# Too much potassium metabisulphite?



## chadk88 (Aug 4, 2011)

So, my very first batch of wine will not ferment, the starting SG is 1.120 which I am told is to much. So after about a week I diluted it and got the SG down to 1.100 and pitched some more yeat. Now after about another week it still has not started fermentation. I read that to much potassium metabisulphite will keep it from fermenting, so I checked the bottle and it says a 1/4 tsp for 6 gallons and I am pretty sure I misread it and added 1/4 tsp for every gallon. Is there anything I can do or should I just dump it and start over. Oh and it seems to have a strong sour smell.


----------



## Runningwolf (Aug 4, 2011)

We cannot help you until you give us all the details from the beginning. What is the recipe and what are you making?


----------



## chadk88 (Aug 4, 2011)

It is just a simple grape juice concentrate recipe. It basically called for 10 cans of concentrate, some sugar, and water. I wanted to start cheap in case I messed things up, and well apparently I did.


----------



## jtstar (Aug 4, 2011)

What Dan is asking for is for you to write down every thing that you did to your wine from the beginning includeing the recipe you followed what the beginning sg how much sugar what yeast you used so on so on Ok


----------



## Wade E (Aug 4, 2011)

With concentrate wines you dont need to add any sulfites in the beginning. First of all some already contain sulfites but mainly the way they are processed the wild yeast has already been killed. If you added 1/4 tsp per galln then you need to pour yor wine from bucket to bucket many many times to rid your wine of most of thsi sulfite for a few day and make a yeast starter in the meantime and when your starter is fermenting good add small amounts at a time of your must to this starter until your starter is about 3 times the size of when you started it. This will acclimate your yeast to a higher level of sulfite. Your othe yeat is shot so you better have a good yeast. Id get a Lalvin EC1118 or Red star Premier Cuvee as theye are the goto yeasts for tuff fermentatios.


----------



## chadk88 (Aug 4, 2011)

I think I am just going to dump this batch and start fresh. If I dont need to add any sulfites in the beginning when should I add them or do I even need to add them.


----------



## Redtrk (Aug 4, 2011)

chadk88 said:


> I think I am just going to dump this batch and start fresh. If I dont need to add any sulfites in the beginning when should I add them or do I even need to add them.



I wouldn't be so quick to dump it.

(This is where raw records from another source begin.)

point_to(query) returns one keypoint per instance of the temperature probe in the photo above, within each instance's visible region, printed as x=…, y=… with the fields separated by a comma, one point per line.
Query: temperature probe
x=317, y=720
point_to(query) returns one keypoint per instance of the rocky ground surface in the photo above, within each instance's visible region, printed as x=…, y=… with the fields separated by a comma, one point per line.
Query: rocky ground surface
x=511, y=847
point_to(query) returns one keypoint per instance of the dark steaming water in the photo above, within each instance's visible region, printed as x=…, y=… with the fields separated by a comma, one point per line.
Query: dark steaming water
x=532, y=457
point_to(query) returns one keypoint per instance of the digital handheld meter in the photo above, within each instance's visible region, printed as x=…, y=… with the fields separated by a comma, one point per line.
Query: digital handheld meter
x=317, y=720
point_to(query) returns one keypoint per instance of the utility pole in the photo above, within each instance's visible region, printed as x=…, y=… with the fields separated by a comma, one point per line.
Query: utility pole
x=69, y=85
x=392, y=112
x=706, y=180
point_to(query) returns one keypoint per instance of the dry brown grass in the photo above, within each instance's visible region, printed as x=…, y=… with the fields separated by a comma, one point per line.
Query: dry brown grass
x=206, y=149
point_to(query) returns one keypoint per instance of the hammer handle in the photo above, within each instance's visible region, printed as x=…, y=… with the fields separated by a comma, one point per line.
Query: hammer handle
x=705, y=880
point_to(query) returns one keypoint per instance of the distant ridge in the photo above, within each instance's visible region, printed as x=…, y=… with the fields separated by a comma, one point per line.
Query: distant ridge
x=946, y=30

Post up the full recipe you used and see if anyone here has a correction for you.


----------



## Wade E (Aug 4, 2011)

Only with concentrates or pastuerized juices do you not need to add sulfites.


----------



## robie (Aug 5, 2011)

He did indicate it smelled sour. That could be so, since it has set so long.
If it truly is a sour smell and not a sulfur smell, your batch likely is in real trouble.

After you answer the questions already asked and do as Wade suggested, smell it again and let us know if it is a sour smell or just a sulfur smell.


----------